As we can see from the recovered depth maps in Fig. 2, our method produces more reasonable recovery than anchors around the depth boundaries. Particularly, as shown in the highlighted regions, either JBF or GFI mistakes the holes between fingers in palm and incorrectly fills in them with the foreground depth values. To observe the differences more clearly, a local magnification version of the depth map in the highlighted palm region is shown in Fig. 3. As shown in the highlighted regions, either JBF or GFI mistakes the holes between fingers in palm and incorrectly fills in them with foreground depth values. AAR gives closer outcomes to our method since they are both based on reconstruction. Figure 4 shows an example where some large holes fail to be filled in due to sharp depth discontinuities, but our method produces relatively more adequate completion of the holes than anchors.

Fig. 3.
figure 3

A detailed comparison of marked palm area in Fig. 2. (a) Color image; (b) Original depth map; (c) JBF; (d) GFI; (e) AAR; (f) Our method. (Color figure online)

Fig. 4.
figure 4

Recovered results by different methods where some regions fail to be filled. (a) Color image; (b) Original depth map; (c) JBF; (d) GFI; (e) AAR; (f) Our method. (Color figure online)

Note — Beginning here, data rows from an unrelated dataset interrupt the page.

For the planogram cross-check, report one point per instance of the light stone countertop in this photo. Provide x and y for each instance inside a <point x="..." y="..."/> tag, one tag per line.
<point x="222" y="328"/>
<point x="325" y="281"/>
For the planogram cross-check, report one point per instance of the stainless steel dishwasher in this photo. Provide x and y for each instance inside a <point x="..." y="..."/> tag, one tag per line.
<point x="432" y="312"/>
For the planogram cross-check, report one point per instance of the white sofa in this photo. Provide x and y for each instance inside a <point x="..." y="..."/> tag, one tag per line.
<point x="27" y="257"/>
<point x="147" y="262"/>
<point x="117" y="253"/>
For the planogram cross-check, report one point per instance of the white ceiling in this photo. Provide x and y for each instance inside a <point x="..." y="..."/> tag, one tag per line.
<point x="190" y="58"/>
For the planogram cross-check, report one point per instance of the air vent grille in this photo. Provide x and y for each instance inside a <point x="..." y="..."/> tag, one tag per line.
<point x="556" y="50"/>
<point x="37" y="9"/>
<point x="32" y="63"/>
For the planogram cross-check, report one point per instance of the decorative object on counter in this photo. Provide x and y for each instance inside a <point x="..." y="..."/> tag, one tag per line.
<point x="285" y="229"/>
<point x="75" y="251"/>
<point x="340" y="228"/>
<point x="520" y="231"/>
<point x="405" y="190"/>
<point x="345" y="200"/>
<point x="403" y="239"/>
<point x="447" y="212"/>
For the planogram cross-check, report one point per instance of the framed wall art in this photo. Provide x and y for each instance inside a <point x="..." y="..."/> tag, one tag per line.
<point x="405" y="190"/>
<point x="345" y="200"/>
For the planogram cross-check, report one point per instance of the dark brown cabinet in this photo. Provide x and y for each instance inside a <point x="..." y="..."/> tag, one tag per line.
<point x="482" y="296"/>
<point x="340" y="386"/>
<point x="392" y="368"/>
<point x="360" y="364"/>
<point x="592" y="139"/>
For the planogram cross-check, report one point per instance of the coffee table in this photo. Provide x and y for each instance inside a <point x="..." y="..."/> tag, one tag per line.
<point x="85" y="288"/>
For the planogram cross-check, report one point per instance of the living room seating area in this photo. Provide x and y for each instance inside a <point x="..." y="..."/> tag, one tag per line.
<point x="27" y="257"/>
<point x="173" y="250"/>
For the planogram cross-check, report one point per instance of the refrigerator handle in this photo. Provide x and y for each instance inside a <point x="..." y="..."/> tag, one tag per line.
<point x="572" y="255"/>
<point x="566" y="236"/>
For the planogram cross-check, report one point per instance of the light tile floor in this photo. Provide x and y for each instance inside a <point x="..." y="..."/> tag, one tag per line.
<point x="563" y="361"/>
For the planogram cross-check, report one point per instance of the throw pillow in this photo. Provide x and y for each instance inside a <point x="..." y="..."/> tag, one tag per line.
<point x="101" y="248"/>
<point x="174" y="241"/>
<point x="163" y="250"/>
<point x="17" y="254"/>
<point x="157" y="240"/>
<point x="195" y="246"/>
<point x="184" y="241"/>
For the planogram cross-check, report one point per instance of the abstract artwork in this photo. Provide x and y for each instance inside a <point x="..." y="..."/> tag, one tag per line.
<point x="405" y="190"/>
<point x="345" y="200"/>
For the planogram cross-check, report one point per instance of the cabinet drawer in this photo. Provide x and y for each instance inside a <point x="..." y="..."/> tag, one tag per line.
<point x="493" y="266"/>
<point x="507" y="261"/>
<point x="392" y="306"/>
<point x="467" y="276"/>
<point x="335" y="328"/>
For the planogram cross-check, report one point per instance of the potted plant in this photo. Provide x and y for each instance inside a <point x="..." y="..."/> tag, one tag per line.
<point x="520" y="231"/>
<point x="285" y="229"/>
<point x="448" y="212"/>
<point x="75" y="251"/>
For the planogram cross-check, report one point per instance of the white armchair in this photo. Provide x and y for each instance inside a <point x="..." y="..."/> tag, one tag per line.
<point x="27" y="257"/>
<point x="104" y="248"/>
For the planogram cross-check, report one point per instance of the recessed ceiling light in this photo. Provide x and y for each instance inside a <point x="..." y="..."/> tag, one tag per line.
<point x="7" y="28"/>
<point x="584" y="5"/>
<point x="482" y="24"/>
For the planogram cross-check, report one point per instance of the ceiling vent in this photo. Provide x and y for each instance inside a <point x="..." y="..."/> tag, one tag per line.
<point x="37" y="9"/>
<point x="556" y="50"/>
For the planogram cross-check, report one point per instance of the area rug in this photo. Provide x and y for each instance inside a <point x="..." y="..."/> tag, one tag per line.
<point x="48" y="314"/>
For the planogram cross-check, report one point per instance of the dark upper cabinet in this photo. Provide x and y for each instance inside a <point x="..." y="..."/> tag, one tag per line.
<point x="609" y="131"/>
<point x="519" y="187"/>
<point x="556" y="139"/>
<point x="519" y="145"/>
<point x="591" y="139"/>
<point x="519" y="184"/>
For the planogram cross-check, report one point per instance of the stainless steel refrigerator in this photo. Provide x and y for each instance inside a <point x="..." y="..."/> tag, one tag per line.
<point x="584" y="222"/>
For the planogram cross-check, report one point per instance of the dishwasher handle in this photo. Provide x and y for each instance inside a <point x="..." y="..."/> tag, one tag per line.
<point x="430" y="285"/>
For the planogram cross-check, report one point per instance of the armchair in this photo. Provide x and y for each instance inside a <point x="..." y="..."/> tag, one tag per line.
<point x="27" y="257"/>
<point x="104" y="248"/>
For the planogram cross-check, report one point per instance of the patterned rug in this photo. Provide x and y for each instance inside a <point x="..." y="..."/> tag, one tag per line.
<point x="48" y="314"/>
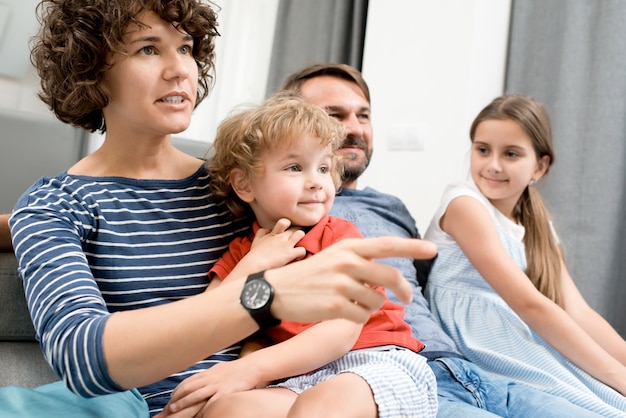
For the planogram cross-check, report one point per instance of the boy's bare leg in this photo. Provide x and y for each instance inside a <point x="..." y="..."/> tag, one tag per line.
<point x="343" y="396"/>
<point x="256" y="403"/>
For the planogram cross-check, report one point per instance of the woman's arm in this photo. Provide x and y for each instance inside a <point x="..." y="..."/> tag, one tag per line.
<point x="307" y="351"/>
<point x="146" y="345"/>
<point x="469" y="223"/>
<point x="594" y="324"/>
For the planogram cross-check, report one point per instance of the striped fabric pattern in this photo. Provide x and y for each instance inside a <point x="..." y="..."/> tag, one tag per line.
<point x="491" y="335"/>
<point x="88" y="247"/>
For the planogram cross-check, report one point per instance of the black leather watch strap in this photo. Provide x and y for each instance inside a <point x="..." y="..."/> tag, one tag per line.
<point x="257" y="296"/>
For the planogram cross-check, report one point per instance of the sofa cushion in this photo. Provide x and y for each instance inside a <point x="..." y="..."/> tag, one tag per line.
<point x="15" y="322"/>
<point x="23" y="364"/>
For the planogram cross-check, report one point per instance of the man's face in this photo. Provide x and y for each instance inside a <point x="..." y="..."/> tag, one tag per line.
<point x="345" y="101"/>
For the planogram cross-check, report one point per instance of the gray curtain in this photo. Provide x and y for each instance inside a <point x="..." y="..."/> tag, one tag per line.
<point x="312" y="31"/>
<point x="571" y="55"/>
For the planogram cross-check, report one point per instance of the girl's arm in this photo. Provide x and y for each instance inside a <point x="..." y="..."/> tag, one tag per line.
<point x="470" y="224"/>
<point x="594" y="324"/>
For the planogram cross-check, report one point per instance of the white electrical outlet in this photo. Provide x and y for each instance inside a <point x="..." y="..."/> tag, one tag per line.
<point x="407" y="137"/>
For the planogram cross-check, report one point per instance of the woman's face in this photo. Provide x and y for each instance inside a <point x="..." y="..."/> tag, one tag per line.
<point x="153" y="88"/>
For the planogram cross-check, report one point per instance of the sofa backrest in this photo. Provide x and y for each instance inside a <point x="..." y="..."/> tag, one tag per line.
<point x="32" y="146"/>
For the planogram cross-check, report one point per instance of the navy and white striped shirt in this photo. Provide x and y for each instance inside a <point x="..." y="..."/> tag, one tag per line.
<point x="91" y="246"/>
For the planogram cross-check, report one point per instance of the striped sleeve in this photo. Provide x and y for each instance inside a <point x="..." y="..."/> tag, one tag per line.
<point x="89" y="247"/>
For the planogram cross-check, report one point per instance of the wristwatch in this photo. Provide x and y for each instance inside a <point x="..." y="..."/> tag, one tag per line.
<point x="257" y="296"/>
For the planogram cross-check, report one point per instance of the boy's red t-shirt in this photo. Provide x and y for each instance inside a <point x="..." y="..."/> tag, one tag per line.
<point x="385" y="326"/>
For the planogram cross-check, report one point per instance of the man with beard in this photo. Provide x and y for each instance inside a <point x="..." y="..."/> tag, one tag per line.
<point x="463" y="388"/>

3.2 Experiments on Synthetically Degraded Datasets

In this subsection, we conduct another experiment on public datasets to comprehensively evaluate the performance of our method. In quantitative experiments, ground truth depth maps are needed to compute objective metrics, such as PSNR and SSIM (structural similarity measure). Reference [13] supplies the synthetic datasets with Kinect-like degradations from Middlebury’s benchmark [19], where structural missing is created along depth discontinuities and random missing is generated in flat areas. We randomly select three groups for evaluations, referred to as Art and Book, with each consisting of a triple: a color image, an original depth map (as the ground truth), and an artificially degraded depth. Figure 5 shows the color images, degraded depths and recovered results by four methods. The quantitative results are then calculated against the ground truth and are tabulated in Table 1.

Fig. 5.
figure 5

Subjective results of different methods on Middlebury datasets with synthetic degradations. (a) Color image; (b) Degraded depth map; (c) JBF; (d) GFI; (e) AAR; (f) Our method. (Color figure online)

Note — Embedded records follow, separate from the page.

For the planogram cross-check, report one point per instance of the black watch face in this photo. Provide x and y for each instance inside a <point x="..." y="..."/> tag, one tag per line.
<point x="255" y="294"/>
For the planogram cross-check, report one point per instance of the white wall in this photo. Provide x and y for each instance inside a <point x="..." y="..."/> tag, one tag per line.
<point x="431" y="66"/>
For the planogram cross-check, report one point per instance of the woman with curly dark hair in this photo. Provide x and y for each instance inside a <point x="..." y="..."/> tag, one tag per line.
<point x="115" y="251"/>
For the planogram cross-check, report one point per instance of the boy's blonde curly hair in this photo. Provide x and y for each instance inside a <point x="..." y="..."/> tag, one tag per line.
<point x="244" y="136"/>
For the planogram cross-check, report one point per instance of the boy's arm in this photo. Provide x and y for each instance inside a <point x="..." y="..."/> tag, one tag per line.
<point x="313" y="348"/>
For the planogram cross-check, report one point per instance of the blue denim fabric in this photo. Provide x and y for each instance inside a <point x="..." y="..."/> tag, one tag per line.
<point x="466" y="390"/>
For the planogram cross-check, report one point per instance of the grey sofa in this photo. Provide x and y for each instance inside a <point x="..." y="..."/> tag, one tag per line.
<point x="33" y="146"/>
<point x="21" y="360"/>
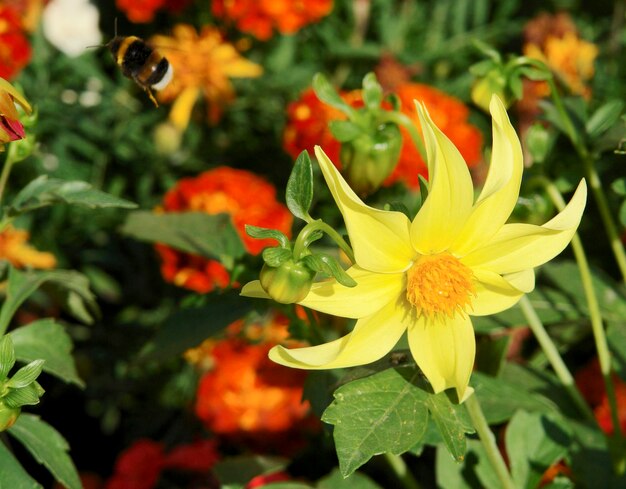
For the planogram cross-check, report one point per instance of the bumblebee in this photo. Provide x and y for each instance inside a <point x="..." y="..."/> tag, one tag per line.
<point x="142" y="63"/>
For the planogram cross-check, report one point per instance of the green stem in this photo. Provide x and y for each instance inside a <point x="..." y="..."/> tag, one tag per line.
<point x="406" y="122"/>
<point x="320" y="225"/>
<point x="597" y="326"/>
<point x="555" y="359"/>
<point x="401" y="471"/>
<point x="4" y="176"/>
<point x="605" y="214"/>
<point x="594" y="180"/>
<point x="488" y="441"/>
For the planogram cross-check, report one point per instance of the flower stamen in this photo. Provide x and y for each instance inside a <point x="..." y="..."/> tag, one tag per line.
<point x="440" y="285"/>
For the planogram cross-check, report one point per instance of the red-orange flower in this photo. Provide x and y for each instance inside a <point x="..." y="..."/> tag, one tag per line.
<point x="15" y="249"/>
<point x="142" y="11"/>
<point x="261" y="17"/>
<point x="203" y="63"/>
<point x="246" y="197"/>
<point x="245" y="395"/>
<point x="554" y="40"/>
<point x="450" y="115"/>
<point x="307" y="126"/>
<point x="140" y="466"/>
<point x="308" y="120"/>
<point x="15" y="50"/>
<point x="589" y="382"/>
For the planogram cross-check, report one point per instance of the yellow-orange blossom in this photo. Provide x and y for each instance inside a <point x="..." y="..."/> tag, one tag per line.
<point x="427" y="276"/>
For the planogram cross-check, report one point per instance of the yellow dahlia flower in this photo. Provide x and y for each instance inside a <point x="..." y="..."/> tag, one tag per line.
<point x="456" y="259"/>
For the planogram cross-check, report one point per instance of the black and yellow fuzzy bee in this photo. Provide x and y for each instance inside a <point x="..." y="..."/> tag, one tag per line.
<point x="142" y="63"/>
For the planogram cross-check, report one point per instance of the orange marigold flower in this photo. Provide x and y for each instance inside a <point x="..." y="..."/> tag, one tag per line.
<point x="260" y="18"/>
<point x="15" y="249"/>
<point x="203" y="63"/>
<point x="249" y="199"/>
<point x="140" y="466"/>
<point x="15" y="50"/>
<point x="308" y="120"/>
<point x="450" y="115"/>
<point x="307" y="126"/>
<point x="247" y="395"/>
<point x="554" y="40"/>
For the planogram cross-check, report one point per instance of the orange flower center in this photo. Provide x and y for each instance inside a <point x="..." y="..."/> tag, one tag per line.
<point x="439" y="284"/>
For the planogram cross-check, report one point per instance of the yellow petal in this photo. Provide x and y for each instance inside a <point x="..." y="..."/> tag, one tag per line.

By a brief examination, all methods provide fine recovery performance for random missing in flat regions, and their differences mainly lie in the sharp discontinuities within missing areas. JBF and GFI produce annoying jaggy artifacts around depth discontinuities, particularly, at the side edge of the pot and the top edge of the book. But he results of our method and AAR turns out much more natural. Meanwhile, subjective performance variations roughly agree with statistics of the results reported in Table 1. In a more bit careful inspection, the objective measures in Table 1 show that our method outperforms AAR. This can be mainly attributed to the fact our method produces more optimal reconstruction weights due to imposed similarity and position constraints. Again, our method results in the best outcomes among four methods in the quantitative evaluation.

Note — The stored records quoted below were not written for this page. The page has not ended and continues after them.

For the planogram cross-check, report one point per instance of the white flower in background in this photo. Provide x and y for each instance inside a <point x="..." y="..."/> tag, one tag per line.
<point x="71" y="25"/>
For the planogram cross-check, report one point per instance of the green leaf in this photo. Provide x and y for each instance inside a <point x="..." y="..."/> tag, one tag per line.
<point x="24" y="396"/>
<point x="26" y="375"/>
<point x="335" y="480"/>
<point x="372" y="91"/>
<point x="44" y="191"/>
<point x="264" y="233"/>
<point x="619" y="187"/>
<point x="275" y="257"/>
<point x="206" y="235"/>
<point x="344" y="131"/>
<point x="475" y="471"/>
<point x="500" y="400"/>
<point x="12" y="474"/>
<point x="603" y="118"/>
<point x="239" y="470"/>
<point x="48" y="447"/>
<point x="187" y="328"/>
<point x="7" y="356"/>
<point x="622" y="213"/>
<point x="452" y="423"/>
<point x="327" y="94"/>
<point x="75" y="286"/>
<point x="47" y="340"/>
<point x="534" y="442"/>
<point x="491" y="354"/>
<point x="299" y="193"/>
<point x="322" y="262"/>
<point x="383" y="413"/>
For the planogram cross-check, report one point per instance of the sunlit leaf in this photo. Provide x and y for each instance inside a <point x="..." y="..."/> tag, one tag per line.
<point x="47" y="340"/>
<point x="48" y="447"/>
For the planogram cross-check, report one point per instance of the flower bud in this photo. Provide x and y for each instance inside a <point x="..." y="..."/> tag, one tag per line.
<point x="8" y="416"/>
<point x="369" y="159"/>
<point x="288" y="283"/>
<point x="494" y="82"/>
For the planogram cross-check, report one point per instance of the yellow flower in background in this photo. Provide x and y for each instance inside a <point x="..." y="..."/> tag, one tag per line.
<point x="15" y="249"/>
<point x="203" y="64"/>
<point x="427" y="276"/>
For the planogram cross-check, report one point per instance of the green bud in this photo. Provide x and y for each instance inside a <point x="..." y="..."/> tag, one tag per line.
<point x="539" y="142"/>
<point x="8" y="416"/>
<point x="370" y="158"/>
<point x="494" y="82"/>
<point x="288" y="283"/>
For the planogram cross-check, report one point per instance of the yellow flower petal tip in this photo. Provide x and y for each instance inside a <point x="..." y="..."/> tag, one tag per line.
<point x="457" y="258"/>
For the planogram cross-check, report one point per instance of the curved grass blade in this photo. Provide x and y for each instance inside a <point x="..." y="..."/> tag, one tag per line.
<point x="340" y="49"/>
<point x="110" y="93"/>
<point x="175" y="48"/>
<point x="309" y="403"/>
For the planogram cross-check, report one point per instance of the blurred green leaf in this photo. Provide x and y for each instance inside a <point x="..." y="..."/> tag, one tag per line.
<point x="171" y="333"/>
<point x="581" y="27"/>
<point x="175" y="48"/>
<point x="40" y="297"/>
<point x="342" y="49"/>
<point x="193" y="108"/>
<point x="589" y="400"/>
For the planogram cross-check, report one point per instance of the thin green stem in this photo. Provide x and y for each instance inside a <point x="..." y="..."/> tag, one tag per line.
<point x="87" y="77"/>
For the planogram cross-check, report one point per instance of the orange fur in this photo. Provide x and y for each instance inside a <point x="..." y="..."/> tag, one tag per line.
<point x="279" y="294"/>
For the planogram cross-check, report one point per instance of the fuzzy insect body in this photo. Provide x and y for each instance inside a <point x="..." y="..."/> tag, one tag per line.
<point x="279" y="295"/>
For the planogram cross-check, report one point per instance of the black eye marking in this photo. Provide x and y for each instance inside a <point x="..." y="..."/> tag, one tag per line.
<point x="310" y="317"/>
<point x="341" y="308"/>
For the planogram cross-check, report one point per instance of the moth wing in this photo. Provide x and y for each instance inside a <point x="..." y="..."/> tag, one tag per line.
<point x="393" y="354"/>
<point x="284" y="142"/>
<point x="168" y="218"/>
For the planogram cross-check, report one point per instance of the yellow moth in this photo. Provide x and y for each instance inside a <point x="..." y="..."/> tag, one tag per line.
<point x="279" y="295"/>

Table 1. Quantitative results of different methods on datasets with synthetic degradations.

4 Conclusions

This paper has presented a similarity and position constrained sparse representation method for filling in holes in the Kinect depth map. With the assistance of complementary color image, the constraints of intensity similarity and spatial distance between reference patches and target one are imposed on ℓ1 sparsity penalty term and the position constraint of centroid pixel in the target patch is incorporated into data-fidelity term. In contrast to standard sparse representation and squared ℓ2 norm ridge regression, the developed sparse representation variant considering such similarity and position constraints can provide more accurate coefficients to reliably predict lost depth pixels at sharp boundaries. The results demonstrate that our method outperforms previous approaches.